Therefore, x = 14 and y = 8

6. The angles of a triangle formed by 2 adjacent sides and a diagonal of a parallelogram are in the ratio 1: 5: 3. Calculate the measures of all the angles of the parallelogram.

ABCD is a parallelogram

Let ∠CAB = x°

Then,

∠ABC = 5x° and ∠BCA = 3x°

In △ABC,

∠CAB + ∠ABC + ∠BCA = 180° …(Sum of angles of a triangle)

⇒ x ° + 5x° + 3x° = 180°

⇒ 9x° = 180°

We get.

x° = 20°

∠CAB = x° = 20°

∠ABC = 5x° = 5×20° = 100°

∠BCA = 3x° = 3×20° = 60°

∠ADC = ∠ABC = 100° (opposite angles of a parallelogram are equal)

∠ACD = ∠CAB = 20° (alternate angles since BC || AD)

Hence,

∠ADC = ∠ABC = 100°, ∠ACD + ∠BCA = 80°, ∠CAD + ∠CAB = 80°

7. PQR is a triangle formed by the adjacent sides PQ and QR and diagonal PR of a parallelogram PQRS. If in △PQR, ∠P: ∠Q: ∠R = 3: 8: 4, calculate the measures of all the angles of parallelogram PQRS.

PQRS is a parallelogram

Let ∠RPQ = 3x°, ∠PQR = 8x° and ∠QRP = 4x°

In △PQR,

∠RPQ + ∠PQR + ∠QRP = 180° …(Sum of angles of a triangle = 180°)

⇒ 3x° + 8x° + 4x° = 180°

⇒ 15x° = 180°

We get,

x° = 12°

∠RPQ = 3x° = 3×12° = 36°

∠PQR = 8x° = 8×12° = 96°

∠QRP = 4x° = 4×12° = 48°

∠PSR = ∠PQR = 96° (Opposite angles of a parallelogram are equal)

∠RPS = ∠QRP = 48° (Alternate angles since QR || PS)

∠PRS = ∠RPQ = 36° (Alternate angles since QR || PS)

Hence, ∠PSR = ∠PQR = 96°, ∠RPS + ∠RPQ = 84°, ∠PRS + ∠QRP = 84°

8. PQRS is a parallelogram.
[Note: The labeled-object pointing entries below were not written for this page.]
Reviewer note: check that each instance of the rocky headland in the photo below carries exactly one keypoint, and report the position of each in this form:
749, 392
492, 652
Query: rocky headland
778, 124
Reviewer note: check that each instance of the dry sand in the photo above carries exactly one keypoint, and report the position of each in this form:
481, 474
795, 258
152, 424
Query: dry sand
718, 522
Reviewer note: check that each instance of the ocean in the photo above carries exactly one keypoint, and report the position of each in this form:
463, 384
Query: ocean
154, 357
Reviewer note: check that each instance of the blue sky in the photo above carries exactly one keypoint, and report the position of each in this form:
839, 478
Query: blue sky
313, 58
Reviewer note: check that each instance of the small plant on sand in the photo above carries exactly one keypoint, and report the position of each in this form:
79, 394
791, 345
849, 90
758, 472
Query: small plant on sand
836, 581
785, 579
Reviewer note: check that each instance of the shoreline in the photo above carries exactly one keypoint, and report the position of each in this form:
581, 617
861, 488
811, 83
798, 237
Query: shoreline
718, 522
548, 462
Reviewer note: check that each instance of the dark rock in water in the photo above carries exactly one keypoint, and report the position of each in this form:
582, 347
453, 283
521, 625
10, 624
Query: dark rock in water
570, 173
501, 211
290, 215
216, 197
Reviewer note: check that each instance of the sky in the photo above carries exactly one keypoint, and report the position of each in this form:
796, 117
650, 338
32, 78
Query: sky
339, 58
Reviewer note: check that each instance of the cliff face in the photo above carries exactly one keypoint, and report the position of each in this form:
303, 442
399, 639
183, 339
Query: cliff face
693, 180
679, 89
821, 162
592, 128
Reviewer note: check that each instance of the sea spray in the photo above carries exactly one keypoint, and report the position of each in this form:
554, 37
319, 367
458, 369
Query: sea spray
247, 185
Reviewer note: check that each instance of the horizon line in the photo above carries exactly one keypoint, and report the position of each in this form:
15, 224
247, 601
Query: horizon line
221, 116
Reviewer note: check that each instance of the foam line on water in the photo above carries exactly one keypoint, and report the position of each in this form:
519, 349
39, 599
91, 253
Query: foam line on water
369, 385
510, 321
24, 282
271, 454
T is the mid-point of PQ and ST bisects ∠PSR.

Prove that:

(i) QR = QT

(ii) RT bisects angle R

(iii) RTS = 90°

(i) ∠PST = ∠TSR …(i)

∠PTS = ∠TSR …(ii) (alternate angles since SR || PQ)

From (i) and (ii)

∠PST = ∠PTS

Hence,

PT = PS (sides opposite to equal angles are equal)

But PT = QT (T is the midpoint of PQ)

And PS = QR (PS and QR are opposite and equal sides of a parallelogram)

Therefore, QT = QR

(ii) Since,

QT = QR

∠QTR = ∠QRT (angles opposite to equal sides are equal)
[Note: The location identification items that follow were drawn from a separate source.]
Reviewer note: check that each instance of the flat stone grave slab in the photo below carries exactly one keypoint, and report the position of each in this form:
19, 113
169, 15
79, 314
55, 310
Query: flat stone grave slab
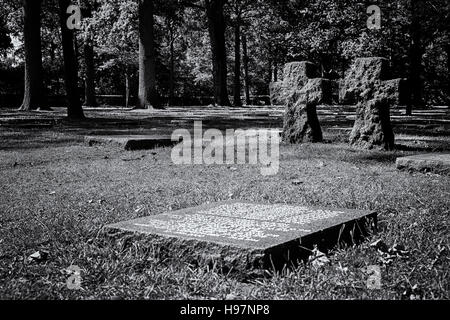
241, 235
131, 142
431, 162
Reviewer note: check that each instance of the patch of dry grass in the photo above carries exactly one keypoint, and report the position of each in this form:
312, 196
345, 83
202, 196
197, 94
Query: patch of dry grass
58, 196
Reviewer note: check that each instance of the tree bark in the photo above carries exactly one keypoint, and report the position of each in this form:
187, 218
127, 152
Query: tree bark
447, 50
74, 109
89, 90
216, 28
127, 89
415, 62
237, 64
246, 75
148, 96
32, 98
172, 70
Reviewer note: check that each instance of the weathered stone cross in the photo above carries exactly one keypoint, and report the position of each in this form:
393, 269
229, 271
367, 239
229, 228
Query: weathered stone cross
304, 92
365, 84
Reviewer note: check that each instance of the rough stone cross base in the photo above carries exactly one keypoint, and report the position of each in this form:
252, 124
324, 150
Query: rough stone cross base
301, 123
365, 84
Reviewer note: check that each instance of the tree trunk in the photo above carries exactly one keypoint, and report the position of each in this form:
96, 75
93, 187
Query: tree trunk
216, 27
172, 71
246, 75
237, 64
74, 109
447, 50
32, 98
415, 62
89, 93
148, 97
275, 71
127, 89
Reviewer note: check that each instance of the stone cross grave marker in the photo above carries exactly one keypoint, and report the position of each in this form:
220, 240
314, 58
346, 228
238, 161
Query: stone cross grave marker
243, 235
366, 84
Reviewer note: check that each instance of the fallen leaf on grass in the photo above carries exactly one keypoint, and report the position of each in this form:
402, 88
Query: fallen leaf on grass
318, 259
38, 256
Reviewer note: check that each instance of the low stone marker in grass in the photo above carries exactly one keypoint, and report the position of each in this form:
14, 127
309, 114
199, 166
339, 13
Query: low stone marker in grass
241, 236
131, 142
431, 162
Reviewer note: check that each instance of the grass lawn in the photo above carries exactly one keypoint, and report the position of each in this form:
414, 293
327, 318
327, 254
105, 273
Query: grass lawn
56, 194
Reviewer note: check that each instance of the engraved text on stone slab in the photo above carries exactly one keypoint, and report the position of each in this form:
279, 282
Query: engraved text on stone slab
240, 221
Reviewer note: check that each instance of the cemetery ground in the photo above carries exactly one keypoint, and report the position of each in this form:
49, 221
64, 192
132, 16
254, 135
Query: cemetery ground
57, 194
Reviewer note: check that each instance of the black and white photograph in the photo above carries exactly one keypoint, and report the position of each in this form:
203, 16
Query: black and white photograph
224, 154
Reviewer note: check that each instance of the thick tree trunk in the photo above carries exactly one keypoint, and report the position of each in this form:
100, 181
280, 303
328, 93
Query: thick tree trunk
148, 96
74, 109
127, 89
275, 71
447, 50
89, 91
32, 98
415, 63
269, 71
237, 65
216, 27
172, 72
246, 75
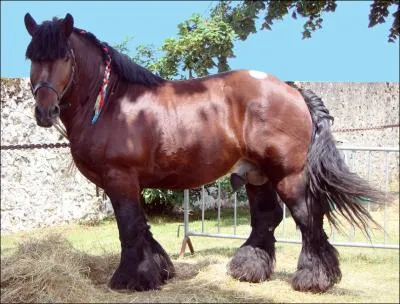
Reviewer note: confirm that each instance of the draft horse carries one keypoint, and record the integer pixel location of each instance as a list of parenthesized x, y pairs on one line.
[(130, 129)]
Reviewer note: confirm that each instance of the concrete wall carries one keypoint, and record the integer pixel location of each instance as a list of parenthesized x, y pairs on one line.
[(37, 189)]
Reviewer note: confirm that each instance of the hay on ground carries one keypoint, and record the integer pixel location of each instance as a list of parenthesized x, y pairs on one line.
[(51, 270)]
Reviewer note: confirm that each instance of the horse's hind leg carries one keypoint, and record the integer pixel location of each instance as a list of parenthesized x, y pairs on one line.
[(318, 264), (254, 260)]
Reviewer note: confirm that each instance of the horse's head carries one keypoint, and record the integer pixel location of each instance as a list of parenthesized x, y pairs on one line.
[(52, 65)]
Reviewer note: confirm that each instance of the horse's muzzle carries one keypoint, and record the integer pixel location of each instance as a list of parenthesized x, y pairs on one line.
[(45, 117)]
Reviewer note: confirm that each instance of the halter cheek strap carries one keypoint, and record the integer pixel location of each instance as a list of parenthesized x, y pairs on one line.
[(49, 85)]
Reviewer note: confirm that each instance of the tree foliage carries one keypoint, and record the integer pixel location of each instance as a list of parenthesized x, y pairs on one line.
[(203, 44), (242, 16)]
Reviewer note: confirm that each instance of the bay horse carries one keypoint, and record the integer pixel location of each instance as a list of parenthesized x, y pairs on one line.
[(130, 129)]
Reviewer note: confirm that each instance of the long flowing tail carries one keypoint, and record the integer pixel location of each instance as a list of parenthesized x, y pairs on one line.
[(330, 181)]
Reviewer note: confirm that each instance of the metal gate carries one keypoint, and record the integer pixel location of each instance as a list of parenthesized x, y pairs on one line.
[(379, 165)]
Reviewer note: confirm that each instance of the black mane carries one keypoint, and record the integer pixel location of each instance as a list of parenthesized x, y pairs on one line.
[(48, 43)]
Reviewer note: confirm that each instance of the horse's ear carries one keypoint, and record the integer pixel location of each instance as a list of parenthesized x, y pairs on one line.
[(30, 24), (67, 25)]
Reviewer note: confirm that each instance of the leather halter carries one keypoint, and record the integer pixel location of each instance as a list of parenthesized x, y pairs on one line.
[(49, 85)]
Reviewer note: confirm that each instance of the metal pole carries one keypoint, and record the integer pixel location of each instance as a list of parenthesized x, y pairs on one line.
[(202, 208), (186, 211), (234, 213), (387, 190), (284, 219), (369, 176), (219, 206)]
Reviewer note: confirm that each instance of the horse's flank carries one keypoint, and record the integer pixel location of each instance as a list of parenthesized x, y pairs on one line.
[(170, 130)]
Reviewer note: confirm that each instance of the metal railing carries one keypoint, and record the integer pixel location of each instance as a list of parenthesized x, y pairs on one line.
[(359, 159)]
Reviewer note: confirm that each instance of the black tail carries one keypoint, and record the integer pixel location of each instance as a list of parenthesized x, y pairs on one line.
[(330, 181)]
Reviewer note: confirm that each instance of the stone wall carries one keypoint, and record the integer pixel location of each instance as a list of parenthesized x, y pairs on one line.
[(37, 189)]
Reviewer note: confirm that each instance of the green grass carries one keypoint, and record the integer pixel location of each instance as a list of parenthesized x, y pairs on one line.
[(369, 275)]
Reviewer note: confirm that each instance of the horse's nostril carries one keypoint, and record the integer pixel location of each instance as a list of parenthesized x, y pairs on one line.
[(54, 111)]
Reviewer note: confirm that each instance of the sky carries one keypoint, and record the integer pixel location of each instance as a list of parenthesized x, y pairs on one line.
[(345, 49)]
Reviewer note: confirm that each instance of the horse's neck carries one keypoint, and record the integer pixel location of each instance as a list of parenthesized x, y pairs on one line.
[(82, 97)]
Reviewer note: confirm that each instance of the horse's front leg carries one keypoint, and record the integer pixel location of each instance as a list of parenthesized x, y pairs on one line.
[(144, 264)]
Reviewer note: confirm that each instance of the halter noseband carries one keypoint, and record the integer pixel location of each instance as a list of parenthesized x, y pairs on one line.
[(49, 85)]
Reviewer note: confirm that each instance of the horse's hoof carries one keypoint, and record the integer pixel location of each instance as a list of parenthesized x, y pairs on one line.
[(251, 264), (123, 280), (147, 276)]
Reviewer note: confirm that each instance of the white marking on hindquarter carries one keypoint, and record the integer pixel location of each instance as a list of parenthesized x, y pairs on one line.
[(258, 74)]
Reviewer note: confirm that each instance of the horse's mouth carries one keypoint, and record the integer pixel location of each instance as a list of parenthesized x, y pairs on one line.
[(46, 123)]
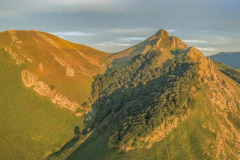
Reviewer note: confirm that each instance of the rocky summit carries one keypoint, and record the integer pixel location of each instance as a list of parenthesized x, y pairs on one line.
[(158, 99)]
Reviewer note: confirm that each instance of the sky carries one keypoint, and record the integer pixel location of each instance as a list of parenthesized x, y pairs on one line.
[(114, 25)]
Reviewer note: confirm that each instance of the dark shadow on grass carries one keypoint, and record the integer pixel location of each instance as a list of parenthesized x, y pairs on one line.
[(69, 144)]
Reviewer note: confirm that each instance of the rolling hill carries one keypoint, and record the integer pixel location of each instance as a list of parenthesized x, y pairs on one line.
[(159, 99), (229, 58), (43, 82), (163, 100)]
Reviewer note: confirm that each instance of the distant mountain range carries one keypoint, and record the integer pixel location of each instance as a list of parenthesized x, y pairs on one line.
[(229, 58), (159, 99)]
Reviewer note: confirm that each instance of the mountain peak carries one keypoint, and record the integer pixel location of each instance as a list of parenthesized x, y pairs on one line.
[(162, 32)]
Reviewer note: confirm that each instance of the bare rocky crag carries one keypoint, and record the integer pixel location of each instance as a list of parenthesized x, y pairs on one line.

But ∠QTR = ∠TRS (alternate angles since SR || PQ)

∠QRT = ∠TRS

Hence, RT bisects ∠R

(iii) ∠PST = ∠TSR

∠QRT = ∠TRS

∠QRS + ∠PSR = 180° (adjacent angles of a parallelogram are supplementary)

Now, multiplying by (1/2)

(1/2) ∠QRS + (1/2) ∠PSR = (1/2) x 180°

∠TRS + ∠TSR = 90°

In △STR,

∠TSR + ∠RTS + ∠TRS = 180°

⇒ ∠TRS + ∠TSR + ∠RTS = 180°

⇒ 90° + ∠RTS = 180°

We get,

∠RTS = 180° – 90°

⇒ ∠RTS = 90°

9. PQRS is a square whose diagonals PR and QS intersect at O. M is a point on QR such that OQ = MQ. Find the measures of ∠MOR and ∠QSR. In △QOM,

∠OQM = 45° (In square, diagonals make 45° with the sides)

OQ = MQ

∠QOM = ∠QMO …(i) (angles opposite to equal sides are equal)

∠QOM + ∠QMO + ∠OQM = 180°

∠QOM + ∠QOM + 45° = 180°

On further calculation, we get,

2∠QOM = 180° – 45°

∠QOM = 67.5°

In △QOR,

∠QOR = 90° (In square diagonals bisect at right angles)

∠QOM + ∠MOR = 90°

67.5° + ∠MOR = 90°

∠MOR = 90° – 67.5°

We get,

∠MOR = 22.5°

In △ROS,

∠OSR = 45° (In square diagonals make 45° with the sides)

Therefore, ∠QSR = 45°

10. ABCD is a rectangle with ∠ADB = 55°, calculate ∠ABD

In △ABD,

∠DAB = 90° (In rectangle angle between two sides is 90°)

∠ADB + ∠DAB + ∠ABD = 180°

⇒ 55° + 90° + ∠ABD = 180°

On calculating further, we get,

∠ABD = 180° – 145°

∠ABD = 35°

11. Prove that if the diagonals of a parallelogram are equal then it is a rectangle.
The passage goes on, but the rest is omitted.